Synopsys' AI-Assisted EDA Tools Aim To Cut GPU Design Costs in Half
Synopsys' AI-assisted EDA tools can cut chip design time from 24 months to 24 weeks.
At Hot Chips 2021, Synopsys announced an ambitious plan to develop a fully integrated set of electronic design automation (EDA) tools that rely on artificial intelligence. These tools promise to cut chip development costs, reduce time to market, improve performance, and boost yields. Samsung has already received its first chip designed using AI-assisted EDA tools and found that it performs better than expected while consuming less power.
Optimizing Physical Layout
Physical design of modern chips is an expensive and difficult process, and as fabrication technologies get thinner, IC design costs are escalating. Nowadays it takes years to develop a new CPU or GPU architecture and then it may easily take about 24 months or more to design physical implementation of the chip. At 3nm design cost of a sophisticated GPU will approach $1.5 billion, according to some analysts, a sum that not all companies can afford. But there is a way to cut these costs by as much as 50% and development time by orders of magnitude using AI-enabled design tools, says Synopsys.
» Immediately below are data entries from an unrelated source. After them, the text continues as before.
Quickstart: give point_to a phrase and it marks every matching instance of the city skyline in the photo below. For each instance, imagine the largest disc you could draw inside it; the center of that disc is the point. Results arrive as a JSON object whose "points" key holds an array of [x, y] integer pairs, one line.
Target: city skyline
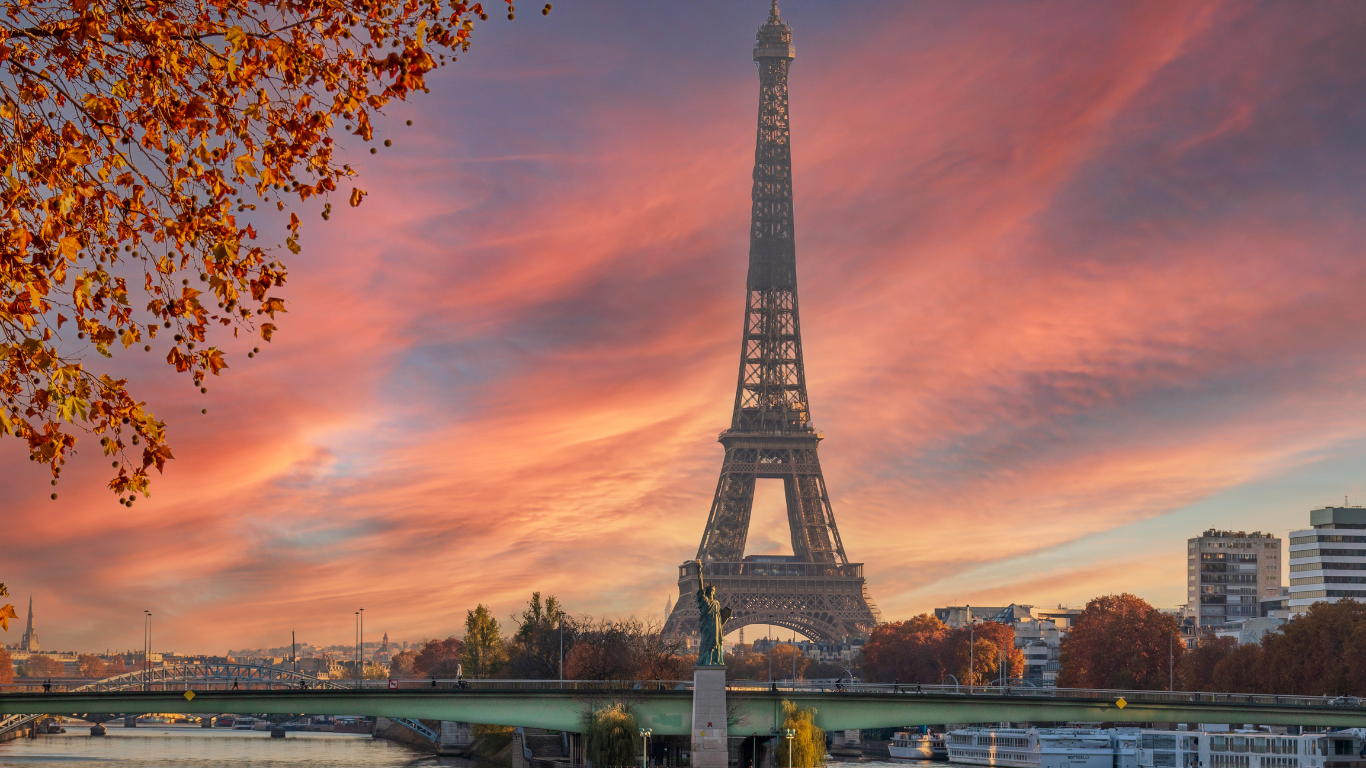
{"points": [[1078, 283]]}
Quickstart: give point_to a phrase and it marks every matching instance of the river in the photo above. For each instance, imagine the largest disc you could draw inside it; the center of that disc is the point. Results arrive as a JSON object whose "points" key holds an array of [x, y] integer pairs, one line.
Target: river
{"points": [[191, 746]]}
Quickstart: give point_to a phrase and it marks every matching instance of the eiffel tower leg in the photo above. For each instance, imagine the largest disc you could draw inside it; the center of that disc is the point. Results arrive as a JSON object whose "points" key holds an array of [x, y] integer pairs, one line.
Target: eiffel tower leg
{"points": [[728, 524]]}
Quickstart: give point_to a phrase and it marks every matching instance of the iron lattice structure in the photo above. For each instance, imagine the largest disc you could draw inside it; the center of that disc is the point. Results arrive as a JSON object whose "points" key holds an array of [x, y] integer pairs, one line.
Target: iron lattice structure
{"points": [[816, 591]]}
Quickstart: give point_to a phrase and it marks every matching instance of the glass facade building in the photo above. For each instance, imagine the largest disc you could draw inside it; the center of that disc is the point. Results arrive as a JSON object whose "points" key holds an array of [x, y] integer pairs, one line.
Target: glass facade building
{"points": [[1328, 560]]}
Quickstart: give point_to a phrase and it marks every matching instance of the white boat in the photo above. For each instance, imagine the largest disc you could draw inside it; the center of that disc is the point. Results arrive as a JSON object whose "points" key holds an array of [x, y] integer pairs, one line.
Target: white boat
{"points": [[1044, 748], [918, 746], [1250, 749]]}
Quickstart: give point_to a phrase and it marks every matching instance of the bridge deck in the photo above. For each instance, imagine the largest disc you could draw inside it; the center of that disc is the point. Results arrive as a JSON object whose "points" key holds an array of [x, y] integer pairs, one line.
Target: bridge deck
{"points": [[668, 712]]}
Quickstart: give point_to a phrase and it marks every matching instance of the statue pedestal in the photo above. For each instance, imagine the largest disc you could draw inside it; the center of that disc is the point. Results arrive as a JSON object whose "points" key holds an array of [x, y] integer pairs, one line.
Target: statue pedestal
{"points": [[709, 744]]}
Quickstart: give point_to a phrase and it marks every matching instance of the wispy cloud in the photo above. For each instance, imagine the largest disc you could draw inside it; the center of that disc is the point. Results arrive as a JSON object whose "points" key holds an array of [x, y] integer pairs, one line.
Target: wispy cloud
{"points": [[1067, 269]]}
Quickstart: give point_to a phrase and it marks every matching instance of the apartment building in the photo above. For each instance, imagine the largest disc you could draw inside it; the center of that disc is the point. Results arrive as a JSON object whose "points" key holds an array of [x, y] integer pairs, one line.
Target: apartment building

Modern EDA tools greatly simplify development of chips, but chip floorplan, layout, placement, and routing require input from human engineers that use their experience to develop efficient designs. Every small aspect of a chip design requires people to evaluate different design options and make multiple decisions. While experienced engineers tend to work fast, they cannot evaluate hundreds of design options in a reasonable amount of time, explore viability of all possible combinations and then simulate tens if not hundreds of different layouts to find the most optimal one. By contrast, the Synopsys DSO.ai platform can do just that with one noticeable exception: it does not have to simulate all the 10^90,000 possible ways to place and route an IC as it can figure out the best one using artificial intelligence.
Synopsys' DSO.ai is compatible with the company's EDA tools and promises to optimize all PPA (performance, power, area) aspects of chip design in time that is impossible for human engineers today. For example, a test chip designed by Synopsys using AI-assisted software achieved a 26% power reduction when compared to the same chip designed by a human engineer and it only took the machine a fraction of time. To get there, Synopsys DSO.ai optimized geometry, architectural choice points and associated physical layouts, and behaviour of the chip.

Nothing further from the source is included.